Shortly after, he added a Farmall H and a Farmall 340 that took over the garage because the property didn’t have a barn. He had to sell the collection for a subsequent move, and he’s currently looking for a farm near Hutchinson with space to store full-sized tractors.
While partial to Farmall tractors, Hinton doesn’t discriminate against any brand or paint color.
“My home office has tractors of every color, shape and size,” he says. “I still have my tractors, just in a smaller form.”
Hinton says driving a tractor gives him a sense of solitude, but the biggest reason he’s a proponent of preserving the heritage of the antiques is the communal bonds they represent.
“Everybody’s got a family member or knows someone who had a farm and a tractor,” he says.
TRACTOR CELEBRATION
Part of that connection is for the established community of hobbyists devoted to keeping antique tractors in operating condition, but Hinton also wants to introduce new faces to his ag-based pastime so he founded Antique Tractor Preservation Day, which will be observed Aug. 22 this year.
“Kansas is truly home and I wanted to do something to give back to the state,” Hinton says. “It’s about agriculture and the state of Kansas because agriculture is the backbone of our economy and state.”
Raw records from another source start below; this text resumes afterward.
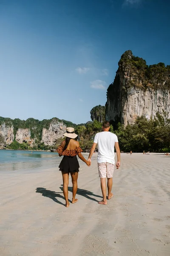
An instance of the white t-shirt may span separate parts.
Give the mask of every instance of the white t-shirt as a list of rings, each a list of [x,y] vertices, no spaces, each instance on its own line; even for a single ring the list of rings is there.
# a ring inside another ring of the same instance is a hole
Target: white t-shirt
[[[114,144],[118,142],[116,134],[110,131],[96,134],[94,143],[98,144],[97,163],[110,163],[114,164]]]

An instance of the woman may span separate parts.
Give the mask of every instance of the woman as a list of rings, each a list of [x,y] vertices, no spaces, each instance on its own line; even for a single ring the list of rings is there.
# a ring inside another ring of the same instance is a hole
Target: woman
[[[68,185],[69,175],[71,176],[73,183],[73,198],[71,201],[74,204],[78,201],[75,198],[77,190],[78,173],[79,168],[79,162],[76,155],[82,161],[90,166],[91,163],[88,162],[82,155],[82,150],[79,146],[79,143],[74,140],[78,136],[74,132],[74,129],[71,127],[68,127],[66,129],[66,132],[63,134],[66,137],[65,140],[62,141],[60,145],[58,148],[57,151],[59,156],[64,156],[60,165],[60,170],[61,171],[63,181],[63,193],[65,199],[65,206],[69,207],[69,203],[68,199]]]

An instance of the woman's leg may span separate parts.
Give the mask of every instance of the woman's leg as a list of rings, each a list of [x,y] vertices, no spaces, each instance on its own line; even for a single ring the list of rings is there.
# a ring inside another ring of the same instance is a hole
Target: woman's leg
[[[70,204],[68,202],[68,198],[69,173],[63,172],[62,172],[62,180],[63,181],[63,194],[65,199],[65,206],[66,207],[68,207]]]
[[[71,176],[72,183],[73,183],[73,199],[72,203],[74,204],[77,202],[78,199],[75,198],[76,193],[77,190],[77,179],[78,179],[78,172],[72,172],[70,173]]]

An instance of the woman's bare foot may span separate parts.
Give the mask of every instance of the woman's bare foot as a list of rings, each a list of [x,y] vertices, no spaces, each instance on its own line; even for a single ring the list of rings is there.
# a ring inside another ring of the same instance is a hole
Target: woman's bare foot
[[[112,198],[113,198],[113,194],[111,192],[110,194],[110,195],[108,195],[108,196],[107,197],[107,199],[109,200],[109,199],[110,199]]]
[[[107,201],[103,201],[103,200],[102,200],[100,202],[98,202],[98,204],[107,204]]]
[[[68,203],[66,203],[65,205],[65,207],[69,207],[70,206],[69,202],[68,202]]]
[[[76,203],[78,201],[78,199],[76,199],[76,198],[74,198],[74,199],[72,199],[72,201],[71,201],[71,203],[72,204],[75,204],[75,203]]]

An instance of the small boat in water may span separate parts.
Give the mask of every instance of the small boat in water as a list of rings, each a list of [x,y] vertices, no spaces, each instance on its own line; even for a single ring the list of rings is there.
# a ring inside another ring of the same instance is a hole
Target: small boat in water
[[[51,152],[56,152],[57,149],[50,149]]]

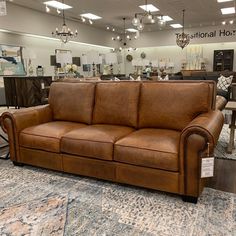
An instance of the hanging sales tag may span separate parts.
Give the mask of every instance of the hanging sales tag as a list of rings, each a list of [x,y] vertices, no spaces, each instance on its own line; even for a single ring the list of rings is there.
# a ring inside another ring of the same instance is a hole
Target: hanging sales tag
[[[212,177],[214,175],[214,157],[202,158],[201,178]]]
[[[208,178],[214,175],[214,156],[210,156],[210,143],[207,143],[207,156],[202,158],[201,178]]]

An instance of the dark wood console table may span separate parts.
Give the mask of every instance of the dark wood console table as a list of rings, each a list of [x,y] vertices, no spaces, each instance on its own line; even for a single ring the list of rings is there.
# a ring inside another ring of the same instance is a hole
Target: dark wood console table
[[[47,90],[44,87],[50,86],[52,76],[22,76],[3,77],[6,105],[20,107],[31,107],[45,104]]]

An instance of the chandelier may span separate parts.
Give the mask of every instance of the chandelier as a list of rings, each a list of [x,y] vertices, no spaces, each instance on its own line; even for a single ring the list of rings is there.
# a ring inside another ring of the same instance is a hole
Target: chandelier
[[[182,33],[176,35],[176,44],[184,49],[190,42],[190,37],[188,34],[184,33],[184,13],[185,10],[183,10],[183,28]]]
[[[64,0],[62,1],[62,3],[64,3]],[[63,43],[67,43],[69,39],[76,37],[78,35],[78,32],[76,30],[74,33],[70,30],[70,28],[67,27],[64,9],[62,10],[62,18],[63,25],[61,30],[58,30],[58,28],[56,28],[55,32],[52,32],[52,35],[56,38],[59,38]]]
[[[118,35],[118,36],[116,36],[116,37],[112,37],[112,40],[113,40],[113,41],[118,40],[118,41],[122,42],[122,46],[119,47],[118,51],[121,51],[123,48],[126,48],[126,47],[127,47],[127,40],[132,40],[132,37],[131,37],[129,34],[127,34],[127,30],[126,30],[126,18],[125,18],[125,17],[123,18],[123,22],[124,22],[124,25],[123,25],[123,26],[124,26],[123,35],[122,35],[122,36]],[[134,39],[137,39],[138,36],[139,36],[139,32],[137,31],[137,32],[136,32],[136,35],[134,36]],[[128,50],[131,50],[131,49],[132,49],[132,48],[128,48]],[[117,50],[116,50],[116,51],[117,51]]]
[[[147,6],[147,0],[145,0],[145,6]],[[156,20],[158,25],[162,28],[166,25],[166,20],[164,16],[159,13],[153,13],[151,11],[144,10],[142,13],[135,13],[134,18],[132,20],[132,24],[139,30],[142,31],[144,29],[144,25],[147,24],[155,24]],[[171,19],[172,20],[172,19]]]

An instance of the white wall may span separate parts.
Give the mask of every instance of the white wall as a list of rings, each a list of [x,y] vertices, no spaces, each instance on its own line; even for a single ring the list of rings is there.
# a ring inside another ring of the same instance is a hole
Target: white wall
[[[52,16],[47,13],[34,11],[23,8],[12,3],[7,3],[7,16],[1,17],[0,29],[6,29],[15,32],[23,32],[28,34],[36,34],[51,37],[51,31],[61,25],[61,17]],[[97,29],[92,26],[81,24],[75,21],[68,21],[67,24],[71,29],[78,29],[79,35],[76,41],[90,43],[95,45],[115,47],[116,42],[111,40],[112,32]],[[176,33],[180,30],[162,30],[158,32],[143,32],[138,40],[129,42],[130,46],[137,47],[134,52],[122,52],[123,62],[119,65],[121,73],[132,73],[134,68],[128,62],[126,55],[132,54],[134,58],[139,58],[141,52],[145,52],[147,59],[166,59],[173,61],[175,64],[174,72],[181,69],[181,59],[186,58],[186,49],[182,50],[176,46]],[[187,29],[187,33],[192,36],[191,45],[201,45],[203,49],[203,57],[207,59],[207,70],[212,70],[213,51],[218,49],[235,49],[234,25],[211,26],[204,28]],[[45,68],[46,75],[53,75],[53,67],[50,66],[50,55],[53,55],[55,49],[64,48],[72,50],[73,56],[81,56],[89,50],[96,50],[100,53],[107,53],[110,50],[100,47],[92,47],[87,45],[78,45],[67,43],[61,45],[58,41],[39,39],[19,34],[0,33],[0,43],[10,45],[21,45],[27,49],[31,49],[37,55],[33,60],[33,65],[42,65]],[[188,48],[190,47],[188,46]],[[235,53],[236,57],[236,53]],[[234,58],[236,62],[236,58]],[[236,67],[234,65],[234,70]],[[117,73],[118,66],[114,66],[114,73]],[[80,73],[83,74],[82,68]],[[87,75],[87,74],[85,74]]]
[[[0,28],[51,37],[52,31],[56,27],[60,29],[62,23],[61,16],[50,15],[7,2],[7,15],[1,16]],[[72,20],[66,20],[66,24],[71,30],[78,30],[78,37],[75,41],[103,46],[114,45],[111,41],[114,34],[110,31]]]
[[[206,70],[213,70],[213,55],[214,50],[221,49],[234,49],[234,67],[233,70],[236,70],[236,42],[225,42],[225,43],[207,43],[207,44],[195,44],[188,46],[190,47],[199,46],[202,47],[203,58],[206,59]],[[164,61],[172,61],[175,64],[173,72],[178,72],[181,70],[181,60],[186,59],[187,48],[183,50],[178,46],[160,46],[160,47],[143,47],[138,48],[136,51],[127,52],[125,51],[124,58],[127,54],[131,54],[134,59],[140,58],[140,54],[142,52],[146,53],[146,59],[148,60],[164,60]],[[134,72],[134,67],[131,62],[128,62],[126,59],[125,66],[122,65],[122,68],[126,69],[126,74],[130,74]]]
[[[22,46],[33,52],[33,54],[36,55],[36,58],[32,60],[34,75],[36,74],[36,67],[38,65],[44,67],[45,75],[54,75],[54,67],[50,66],[50,55],[55,55],[55,49],[71,50],[73,57],[81,57],[82,54],[86,54],[91,50],[98,51],[101,54],[108,53],[111,50],[101,46],[82,45],[70,42],[63,44],[60,41],[3,32],[0,32],[0,43],[6,45]],[[24,62],[28,63],[27,60]],[[84,76],[92,75],[92,72],[83,72],[82,67],[79,67],[78,71]],[[2,79],[0,79],[0,86],[3,86]]]

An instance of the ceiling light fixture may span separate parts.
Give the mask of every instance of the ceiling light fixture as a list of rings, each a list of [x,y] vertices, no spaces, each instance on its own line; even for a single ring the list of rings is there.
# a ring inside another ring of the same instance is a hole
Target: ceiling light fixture
[[[145,24],[155,24],[156,20],[158,20],[160,28],[165,26],[166,21],[173,20],[169,16],[163,16],[160,13],[156,13],[156,11],[159,11],[159,9],[153,6],[152,4],[147,4],[147,0],[145,0],[145,5],[139,7],[142,8],[144,12],[135,13],[134,18],[132,20],[132,24],[139,31],[142,31],[144,29]]]
[[[81,14],[80,16],[85,17],[85,18],[90,19],[90,20],[99,20],[99,19],[102,19],[101,16],[97,16],[97,15],[94,15],[94,14],[92,14],[92,13],[84,13],[84,14]]]
[[[235,13],[235,7],[226,7],[226,8],[221,8],[220,10],[221,10],[222,15]]]
[[[147,2],[145,2],[145,5],[141,5],[139,6],[141,9],[143,9],[144,11],[148,11],[148,12],[156,12],[159,11],[158,8],[156,8],[155,6],[153,6],[152,4],[147,4]]]
[[[112,37],[113,41],[118,40],[118,41],[122,42],[122,46],[120,46],[118,49],[119,51],[121,51],[123,48],[127,47],[127,40],[132,40],[132,37],[129,34],[127,34],[128,30],[126,29],[126,18],[125,17],[123,18],[123,23],[124,23],[123,35],[122,36],[117,35],[116,37]],[[133,29],[133,30],[135,30],[135,29]],[[136,30],[136,35],[134,36],[134,39],[137,39],[138,36],[139,36],[139,31]]]
[[[72,8],[72,6],[64,4],[64,2],[58,2],[58,1],[46,1],[44,2],[47,6],[54,7],[56,9],[60,10],[66,10]]]
[[[181,24],[171,24],[170,25],[172,28],[174,29],[180,29],[180,28],[183,28],[183,26]]]
[[[182,33],[176,35],[176,44],[184,49],[190,42],[190,37],[188,34],[184,33],[184,13],[185,10],[183,10],[183,28]]]
[[[62,2],[64,4],[64,0]],[[56,28],[55,32],[52,32],[52,35],[56,38],[61,39],[63,43],[67,43],[70,38],[72,39],[76,37],[78,35],[78,32],[76,30],[75,33],[73,33],[70,30],[70,28],[67,27],[64,9],[62,9],[62,19],[63,19],[62,29],[59,31],[58,28]]]
[[[50,12],[50,8],[46,5],[46,12],[48,13],[48,12]]]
In 2024, the Great Plains Antique Tractor Club marked the day with a parade and the local post office offered a commemorative postmark for letters mailed there that day. Hinton says people in 24 states requested the postmark, as well as from people as far away as Germany and China. The post office will offer another custom postmark this year.
Hinton also hopes to see the day grow beyond Kansas with tractor clubs, schools and other organizations marking the occasion to celebrate not only antique tractors but rural heritage as well.
“I want it to become a global event,” Hinton says. “I want to bring recognition first and foremost to Kansas and our agricultural heritage, but it’s even bigger than Kansas.”